Plant chimeric Ca2+/calmodulin-dependent protein kinase -: Role of the neural visinin-like domain in regulating autophosphorylation and calmodulin affinity

Chimeric Ca2+/calmodulin-dependent protein kinase (CCaMK) is characterized by a serine-threonine kinase domain, an autoinhibitory domain, a calmodulin-binding domain and a neural visinin-like domain with three EF-hands. The neural visinin-like Ca2+-binding domain at the C-terminal end of the CaM-binding domain makes CCaMK unique among all the known calmodulin-dependent kinases. Biological functions of the plant visinin-like proteins or visinin-like domains in plant proteins are not well known. Using EF-hand deletions in the visinin-like domain, we found that the visinin-like domain regulated Ca2+-stimulated autophosphorylation of CCaMK. To investigate the effects of Ca2+-stimulated autophosphorylation on the interaction with calmodulin, the equilibrium binding constants of CCaMK were measured by fluorescence emission anisotropy using dansylated calmodulin.
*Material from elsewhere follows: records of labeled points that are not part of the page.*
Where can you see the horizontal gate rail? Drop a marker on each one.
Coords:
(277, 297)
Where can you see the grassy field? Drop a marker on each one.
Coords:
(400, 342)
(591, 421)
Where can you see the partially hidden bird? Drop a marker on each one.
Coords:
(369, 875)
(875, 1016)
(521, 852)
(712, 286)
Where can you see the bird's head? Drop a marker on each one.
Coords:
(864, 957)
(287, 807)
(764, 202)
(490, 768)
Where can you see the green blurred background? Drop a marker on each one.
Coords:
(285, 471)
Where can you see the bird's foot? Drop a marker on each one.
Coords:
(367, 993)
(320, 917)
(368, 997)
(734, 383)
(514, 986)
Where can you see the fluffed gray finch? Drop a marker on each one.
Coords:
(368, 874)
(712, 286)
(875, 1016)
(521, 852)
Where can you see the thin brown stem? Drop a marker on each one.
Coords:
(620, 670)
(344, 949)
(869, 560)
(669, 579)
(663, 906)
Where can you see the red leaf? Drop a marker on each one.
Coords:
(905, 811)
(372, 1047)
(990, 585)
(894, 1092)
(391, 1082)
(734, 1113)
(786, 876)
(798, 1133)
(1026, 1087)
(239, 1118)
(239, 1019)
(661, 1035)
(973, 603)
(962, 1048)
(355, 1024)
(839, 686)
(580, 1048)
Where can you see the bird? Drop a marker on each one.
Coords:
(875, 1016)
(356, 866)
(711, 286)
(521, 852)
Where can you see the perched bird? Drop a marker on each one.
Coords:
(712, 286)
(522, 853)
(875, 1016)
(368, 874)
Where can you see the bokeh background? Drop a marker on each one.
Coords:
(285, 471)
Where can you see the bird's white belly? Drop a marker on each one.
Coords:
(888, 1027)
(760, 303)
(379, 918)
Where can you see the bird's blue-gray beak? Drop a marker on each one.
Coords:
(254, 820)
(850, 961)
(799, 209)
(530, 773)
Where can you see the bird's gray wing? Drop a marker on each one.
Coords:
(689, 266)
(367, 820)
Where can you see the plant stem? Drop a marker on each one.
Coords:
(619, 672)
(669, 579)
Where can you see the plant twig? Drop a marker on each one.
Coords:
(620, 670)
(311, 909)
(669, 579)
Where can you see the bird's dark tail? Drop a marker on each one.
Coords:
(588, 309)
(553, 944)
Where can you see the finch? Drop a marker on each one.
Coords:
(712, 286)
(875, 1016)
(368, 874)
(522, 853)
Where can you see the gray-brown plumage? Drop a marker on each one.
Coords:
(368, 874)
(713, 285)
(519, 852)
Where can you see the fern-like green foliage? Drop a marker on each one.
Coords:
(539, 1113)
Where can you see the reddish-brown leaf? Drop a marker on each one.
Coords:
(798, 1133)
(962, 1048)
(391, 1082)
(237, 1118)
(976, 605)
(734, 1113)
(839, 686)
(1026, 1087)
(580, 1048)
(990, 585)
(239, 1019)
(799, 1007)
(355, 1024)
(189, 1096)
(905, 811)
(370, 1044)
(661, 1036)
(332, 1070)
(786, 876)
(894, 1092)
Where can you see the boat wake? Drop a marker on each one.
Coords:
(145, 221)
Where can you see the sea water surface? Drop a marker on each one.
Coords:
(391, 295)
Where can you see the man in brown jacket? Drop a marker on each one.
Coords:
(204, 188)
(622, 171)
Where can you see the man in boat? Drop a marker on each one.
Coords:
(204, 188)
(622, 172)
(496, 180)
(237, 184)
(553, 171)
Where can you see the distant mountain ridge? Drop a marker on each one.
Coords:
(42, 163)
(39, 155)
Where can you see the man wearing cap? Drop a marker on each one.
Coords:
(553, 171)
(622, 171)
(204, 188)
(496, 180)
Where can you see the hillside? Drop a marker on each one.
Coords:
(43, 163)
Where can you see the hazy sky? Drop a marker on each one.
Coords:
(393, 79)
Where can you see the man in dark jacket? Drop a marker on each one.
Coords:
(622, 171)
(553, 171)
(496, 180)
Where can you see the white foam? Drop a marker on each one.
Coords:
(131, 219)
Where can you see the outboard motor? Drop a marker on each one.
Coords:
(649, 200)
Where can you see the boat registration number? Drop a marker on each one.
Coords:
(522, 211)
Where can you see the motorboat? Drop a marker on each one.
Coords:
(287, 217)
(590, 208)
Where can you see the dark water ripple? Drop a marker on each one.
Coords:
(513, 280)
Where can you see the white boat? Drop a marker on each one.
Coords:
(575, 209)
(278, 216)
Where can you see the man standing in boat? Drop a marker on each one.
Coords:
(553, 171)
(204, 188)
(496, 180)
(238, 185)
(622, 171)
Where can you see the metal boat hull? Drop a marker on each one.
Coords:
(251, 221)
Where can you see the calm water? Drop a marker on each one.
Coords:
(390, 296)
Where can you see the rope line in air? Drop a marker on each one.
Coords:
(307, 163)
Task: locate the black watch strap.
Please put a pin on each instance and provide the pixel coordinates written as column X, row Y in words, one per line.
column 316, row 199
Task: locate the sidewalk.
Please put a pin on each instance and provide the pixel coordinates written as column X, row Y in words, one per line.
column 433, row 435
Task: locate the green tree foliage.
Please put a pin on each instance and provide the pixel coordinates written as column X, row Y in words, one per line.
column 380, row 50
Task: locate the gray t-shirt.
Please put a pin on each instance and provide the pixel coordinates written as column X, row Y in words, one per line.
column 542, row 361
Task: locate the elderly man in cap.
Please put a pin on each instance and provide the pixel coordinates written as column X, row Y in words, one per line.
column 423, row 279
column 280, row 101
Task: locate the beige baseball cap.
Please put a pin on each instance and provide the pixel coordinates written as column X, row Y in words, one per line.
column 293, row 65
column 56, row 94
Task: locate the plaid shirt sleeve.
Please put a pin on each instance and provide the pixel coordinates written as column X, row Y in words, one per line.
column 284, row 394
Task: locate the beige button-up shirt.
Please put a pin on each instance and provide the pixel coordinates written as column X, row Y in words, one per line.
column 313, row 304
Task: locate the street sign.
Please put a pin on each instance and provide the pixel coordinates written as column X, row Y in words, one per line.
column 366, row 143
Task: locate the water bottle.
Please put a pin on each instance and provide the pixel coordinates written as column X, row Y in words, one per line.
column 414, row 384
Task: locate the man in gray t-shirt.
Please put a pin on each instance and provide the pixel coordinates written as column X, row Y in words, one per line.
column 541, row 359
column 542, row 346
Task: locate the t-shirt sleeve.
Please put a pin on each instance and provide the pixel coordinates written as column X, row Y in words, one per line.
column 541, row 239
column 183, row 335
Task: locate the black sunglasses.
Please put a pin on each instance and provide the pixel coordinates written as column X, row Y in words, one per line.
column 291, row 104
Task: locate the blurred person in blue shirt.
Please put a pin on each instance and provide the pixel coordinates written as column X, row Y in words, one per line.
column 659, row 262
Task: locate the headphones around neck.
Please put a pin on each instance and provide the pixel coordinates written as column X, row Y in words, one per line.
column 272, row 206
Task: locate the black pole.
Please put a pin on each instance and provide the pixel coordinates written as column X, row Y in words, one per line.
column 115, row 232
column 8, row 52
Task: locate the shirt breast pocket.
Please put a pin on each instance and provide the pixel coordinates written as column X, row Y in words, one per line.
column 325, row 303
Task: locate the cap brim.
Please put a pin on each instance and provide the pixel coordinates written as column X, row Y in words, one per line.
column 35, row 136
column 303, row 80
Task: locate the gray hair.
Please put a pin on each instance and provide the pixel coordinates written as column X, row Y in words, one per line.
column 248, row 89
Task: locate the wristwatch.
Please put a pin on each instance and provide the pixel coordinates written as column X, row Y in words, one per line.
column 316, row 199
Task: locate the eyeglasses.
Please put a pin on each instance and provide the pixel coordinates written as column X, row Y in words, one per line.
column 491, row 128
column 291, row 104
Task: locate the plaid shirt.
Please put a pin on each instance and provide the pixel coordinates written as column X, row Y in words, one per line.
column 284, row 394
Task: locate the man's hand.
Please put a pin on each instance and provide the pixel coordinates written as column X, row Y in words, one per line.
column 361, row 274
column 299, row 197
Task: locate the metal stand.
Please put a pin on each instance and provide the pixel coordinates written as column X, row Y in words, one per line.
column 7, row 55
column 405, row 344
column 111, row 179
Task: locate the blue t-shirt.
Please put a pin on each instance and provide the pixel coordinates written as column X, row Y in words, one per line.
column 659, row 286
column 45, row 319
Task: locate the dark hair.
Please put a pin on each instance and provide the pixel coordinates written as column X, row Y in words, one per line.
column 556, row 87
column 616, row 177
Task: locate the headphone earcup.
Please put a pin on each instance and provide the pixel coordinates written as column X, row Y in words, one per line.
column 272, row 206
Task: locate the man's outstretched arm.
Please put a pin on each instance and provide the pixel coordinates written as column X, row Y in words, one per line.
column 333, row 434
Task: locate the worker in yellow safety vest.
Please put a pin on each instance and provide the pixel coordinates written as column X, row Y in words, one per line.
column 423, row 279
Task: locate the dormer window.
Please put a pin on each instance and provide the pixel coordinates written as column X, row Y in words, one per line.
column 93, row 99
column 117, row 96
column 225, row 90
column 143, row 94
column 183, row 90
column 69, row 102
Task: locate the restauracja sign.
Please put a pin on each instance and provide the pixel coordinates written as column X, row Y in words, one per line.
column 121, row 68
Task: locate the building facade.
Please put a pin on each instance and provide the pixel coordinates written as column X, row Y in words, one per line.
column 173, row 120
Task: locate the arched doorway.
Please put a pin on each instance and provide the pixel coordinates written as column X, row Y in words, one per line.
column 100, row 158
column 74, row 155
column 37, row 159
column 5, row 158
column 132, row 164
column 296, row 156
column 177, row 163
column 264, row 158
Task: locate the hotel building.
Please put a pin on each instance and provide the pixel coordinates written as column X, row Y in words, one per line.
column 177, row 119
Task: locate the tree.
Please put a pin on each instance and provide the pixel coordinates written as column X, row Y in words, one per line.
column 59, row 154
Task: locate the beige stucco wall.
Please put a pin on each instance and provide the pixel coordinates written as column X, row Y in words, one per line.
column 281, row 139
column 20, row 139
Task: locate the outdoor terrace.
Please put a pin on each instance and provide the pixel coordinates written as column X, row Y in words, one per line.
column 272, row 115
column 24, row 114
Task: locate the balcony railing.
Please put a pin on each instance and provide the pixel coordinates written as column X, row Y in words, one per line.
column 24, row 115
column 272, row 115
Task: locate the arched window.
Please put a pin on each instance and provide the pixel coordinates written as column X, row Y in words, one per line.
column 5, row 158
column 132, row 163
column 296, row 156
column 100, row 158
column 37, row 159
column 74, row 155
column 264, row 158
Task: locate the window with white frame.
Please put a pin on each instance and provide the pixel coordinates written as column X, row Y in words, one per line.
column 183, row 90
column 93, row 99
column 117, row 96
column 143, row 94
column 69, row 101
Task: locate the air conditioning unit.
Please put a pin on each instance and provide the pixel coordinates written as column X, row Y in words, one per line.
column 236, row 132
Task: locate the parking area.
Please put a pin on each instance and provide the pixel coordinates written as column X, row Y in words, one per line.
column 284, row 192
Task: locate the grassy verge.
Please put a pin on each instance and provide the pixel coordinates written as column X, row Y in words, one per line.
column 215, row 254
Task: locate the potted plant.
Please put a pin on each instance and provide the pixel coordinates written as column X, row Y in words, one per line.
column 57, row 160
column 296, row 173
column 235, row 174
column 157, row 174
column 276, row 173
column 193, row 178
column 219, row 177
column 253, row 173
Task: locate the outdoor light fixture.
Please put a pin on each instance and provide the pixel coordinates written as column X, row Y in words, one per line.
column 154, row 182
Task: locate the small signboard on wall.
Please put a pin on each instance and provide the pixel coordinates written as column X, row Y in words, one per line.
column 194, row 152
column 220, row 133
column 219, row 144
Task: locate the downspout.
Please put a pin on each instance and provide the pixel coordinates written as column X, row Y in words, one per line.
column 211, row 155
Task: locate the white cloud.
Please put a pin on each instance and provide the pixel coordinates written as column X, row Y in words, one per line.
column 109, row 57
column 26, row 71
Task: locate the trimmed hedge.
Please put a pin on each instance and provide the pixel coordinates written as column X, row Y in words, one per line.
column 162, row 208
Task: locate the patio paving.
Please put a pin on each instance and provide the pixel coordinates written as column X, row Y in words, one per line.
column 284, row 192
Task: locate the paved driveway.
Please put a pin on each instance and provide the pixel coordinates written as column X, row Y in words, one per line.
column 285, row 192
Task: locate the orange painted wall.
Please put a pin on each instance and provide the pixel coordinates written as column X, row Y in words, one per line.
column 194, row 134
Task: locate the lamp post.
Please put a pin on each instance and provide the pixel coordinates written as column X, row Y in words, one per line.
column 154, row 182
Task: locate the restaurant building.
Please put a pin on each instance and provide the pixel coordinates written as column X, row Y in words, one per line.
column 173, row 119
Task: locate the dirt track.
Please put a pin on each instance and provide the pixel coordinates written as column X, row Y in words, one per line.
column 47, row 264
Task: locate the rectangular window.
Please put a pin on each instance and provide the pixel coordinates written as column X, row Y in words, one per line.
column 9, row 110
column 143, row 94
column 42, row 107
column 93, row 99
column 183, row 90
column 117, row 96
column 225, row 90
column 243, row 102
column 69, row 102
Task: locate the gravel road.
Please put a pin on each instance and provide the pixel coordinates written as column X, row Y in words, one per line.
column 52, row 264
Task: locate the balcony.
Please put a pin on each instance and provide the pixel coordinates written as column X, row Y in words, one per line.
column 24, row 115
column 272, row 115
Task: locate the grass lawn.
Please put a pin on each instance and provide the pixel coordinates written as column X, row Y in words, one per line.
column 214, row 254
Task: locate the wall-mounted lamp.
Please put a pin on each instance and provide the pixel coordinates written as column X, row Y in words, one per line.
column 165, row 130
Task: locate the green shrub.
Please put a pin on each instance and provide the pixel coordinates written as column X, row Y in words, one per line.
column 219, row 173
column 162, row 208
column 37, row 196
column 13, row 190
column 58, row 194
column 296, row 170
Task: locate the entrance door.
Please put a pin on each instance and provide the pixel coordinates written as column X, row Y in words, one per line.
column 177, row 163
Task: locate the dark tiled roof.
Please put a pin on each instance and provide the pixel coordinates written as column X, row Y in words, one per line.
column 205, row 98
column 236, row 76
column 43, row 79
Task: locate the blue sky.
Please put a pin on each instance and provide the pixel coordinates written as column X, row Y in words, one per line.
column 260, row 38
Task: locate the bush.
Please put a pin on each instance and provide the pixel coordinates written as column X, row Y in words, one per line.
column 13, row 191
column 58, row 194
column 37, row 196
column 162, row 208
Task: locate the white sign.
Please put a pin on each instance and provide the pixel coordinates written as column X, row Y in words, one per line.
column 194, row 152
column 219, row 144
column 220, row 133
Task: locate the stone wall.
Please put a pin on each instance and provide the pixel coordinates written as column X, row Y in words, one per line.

Binding was 8-fold tighter after Ca2+-stimulated autophosphorylation. This shift in affinity did not occur in CCaMK deletion mutants lacking Ca2+-stimulated autophosphorylation. A variable calmodulin affinity regulated by Ca2+-stimulated autophosphorylation mediated through the visinin-like domain is a new regulatory mechanism for CCaMK activation and calmodulin-dependent protein kinases. Our experiments demonstrate the existence of two functional molecular switches in a protein kinase regulating the kinase activity, namely a visinin-like domain acting as a Ca2+-triggered switch and a CaM-binding domain acting as an autophosphorylation-triggered molecular switch.